The engineering calculation and construction of the extrusion tool in the form of cylindrical forming channels with sudden narrowing is associated with the determination of the coefficient of resistance of sudden narrowing and local pressure losses. The available theoretical and experimental data on the values of the resistance coefficient of sudden narrowing are contradictory, approximate in nature and, in some cases, do not take into account the rheological properties of the liquid. Their use to calculate local pressure losses under laminar flow conditions leads to significant errors. To eliminate the indicated problems, a mathematical statement of the problem of isothermal stationary laminar flow of non-Newtonian non-compressible fluid in an axisymmetric channel with sudden narrowing was formulated.
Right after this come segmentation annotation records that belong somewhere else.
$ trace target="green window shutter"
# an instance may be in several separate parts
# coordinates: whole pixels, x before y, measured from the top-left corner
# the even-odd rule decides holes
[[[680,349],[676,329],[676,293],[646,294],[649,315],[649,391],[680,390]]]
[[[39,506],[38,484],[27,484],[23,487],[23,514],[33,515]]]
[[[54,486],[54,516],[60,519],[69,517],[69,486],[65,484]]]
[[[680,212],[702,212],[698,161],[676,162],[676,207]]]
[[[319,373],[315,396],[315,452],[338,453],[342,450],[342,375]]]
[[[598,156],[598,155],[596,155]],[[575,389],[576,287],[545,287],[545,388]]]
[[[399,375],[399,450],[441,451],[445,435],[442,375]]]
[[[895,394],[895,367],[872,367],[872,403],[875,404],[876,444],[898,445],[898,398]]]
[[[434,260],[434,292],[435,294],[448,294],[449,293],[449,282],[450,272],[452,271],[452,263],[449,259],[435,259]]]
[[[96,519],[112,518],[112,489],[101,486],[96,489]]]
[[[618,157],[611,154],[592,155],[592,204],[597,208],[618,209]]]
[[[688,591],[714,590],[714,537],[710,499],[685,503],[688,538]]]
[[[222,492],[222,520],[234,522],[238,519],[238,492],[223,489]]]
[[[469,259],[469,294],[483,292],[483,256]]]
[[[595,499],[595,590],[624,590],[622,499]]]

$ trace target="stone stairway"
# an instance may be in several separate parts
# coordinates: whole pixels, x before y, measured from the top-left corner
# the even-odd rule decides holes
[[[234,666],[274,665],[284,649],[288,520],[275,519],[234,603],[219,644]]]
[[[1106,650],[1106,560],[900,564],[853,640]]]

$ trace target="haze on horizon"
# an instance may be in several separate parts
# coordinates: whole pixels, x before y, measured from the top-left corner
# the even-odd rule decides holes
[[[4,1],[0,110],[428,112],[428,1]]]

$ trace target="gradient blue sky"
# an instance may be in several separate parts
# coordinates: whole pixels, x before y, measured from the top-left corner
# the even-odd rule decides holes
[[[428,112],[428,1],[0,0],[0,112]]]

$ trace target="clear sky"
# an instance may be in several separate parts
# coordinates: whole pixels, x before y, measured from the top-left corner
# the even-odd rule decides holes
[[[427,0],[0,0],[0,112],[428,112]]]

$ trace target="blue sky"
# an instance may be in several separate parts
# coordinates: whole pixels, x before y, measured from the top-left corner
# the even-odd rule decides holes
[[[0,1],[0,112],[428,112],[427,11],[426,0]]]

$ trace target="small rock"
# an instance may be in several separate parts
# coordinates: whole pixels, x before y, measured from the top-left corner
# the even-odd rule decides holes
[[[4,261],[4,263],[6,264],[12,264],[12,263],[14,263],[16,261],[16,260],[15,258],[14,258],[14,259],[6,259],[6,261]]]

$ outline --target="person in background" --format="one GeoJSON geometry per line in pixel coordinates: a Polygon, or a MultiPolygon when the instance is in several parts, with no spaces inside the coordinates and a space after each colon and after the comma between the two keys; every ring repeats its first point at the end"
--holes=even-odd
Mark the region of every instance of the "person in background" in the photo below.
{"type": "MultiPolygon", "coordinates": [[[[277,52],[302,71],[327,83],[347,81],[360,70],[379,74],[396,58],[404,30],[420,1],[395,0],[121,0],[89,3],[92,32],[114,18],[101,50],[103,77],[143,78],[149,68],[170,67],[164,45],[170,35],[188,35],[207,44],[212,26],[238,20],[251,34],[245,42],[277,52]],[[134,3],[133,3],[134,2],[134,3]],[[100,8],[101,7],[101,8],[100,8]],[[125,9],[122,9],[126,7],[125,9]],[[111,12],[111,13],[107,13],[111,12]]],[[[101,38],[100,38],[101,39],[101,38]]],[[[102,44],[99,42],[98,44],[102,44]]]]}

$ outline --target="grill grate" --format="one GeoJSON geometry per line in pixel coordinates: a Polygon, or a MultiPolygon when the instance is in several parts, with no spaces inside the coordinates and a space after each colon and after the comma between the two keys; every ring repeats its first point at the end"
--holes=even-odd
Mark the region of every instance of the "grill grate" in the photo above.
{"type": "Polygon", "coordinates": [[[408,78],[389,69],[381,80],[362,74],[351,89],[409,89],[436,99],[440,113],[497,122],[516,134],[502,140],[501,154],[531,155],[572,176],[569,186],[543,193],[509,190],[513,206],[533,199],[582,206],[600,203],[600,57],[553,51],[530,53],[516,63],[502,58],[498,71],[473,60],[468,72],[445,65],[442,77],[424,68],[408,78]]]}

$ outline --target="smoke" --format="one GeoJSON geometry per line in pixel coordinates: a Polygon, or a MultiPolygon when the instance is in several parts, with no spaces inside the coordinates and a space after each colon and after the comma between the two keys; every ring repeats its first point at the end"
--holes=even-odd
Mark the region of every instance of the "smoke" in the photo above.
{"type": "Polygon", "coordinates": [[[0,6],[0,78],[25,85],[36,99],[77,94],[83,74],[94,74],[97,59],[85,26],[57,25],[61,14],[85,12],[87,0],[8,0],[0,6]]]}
The mathematical model of flow in spatial formulation is formalized in the form of equations for preserving momentum and mass. As a rheological model, the Carreau model is taken, taking into account the presence of finite viscosity values at marginal shear rates. The numerical solution of the problem was performed by the finite element method using the Comsol MultiphysicsTM CFD modeling package. As a result of the solution, the picture of the current of the non-Newtonian medium was restored in the form of the distribution of current lines, kinematic and dynamic flow parameters. The impact of Reynolds number on change of geometric characteristics of flow structure, kinematic and dynamic flow parameters was evaluated. Values of local resistance coefficient and pressure losses for overcoming sudden narrowing for selected flow modes are calculated. The results of computational experiments are summarized in the form of a criterion ratio for calculating the coefficient of local resistances depending on the Reynolds number.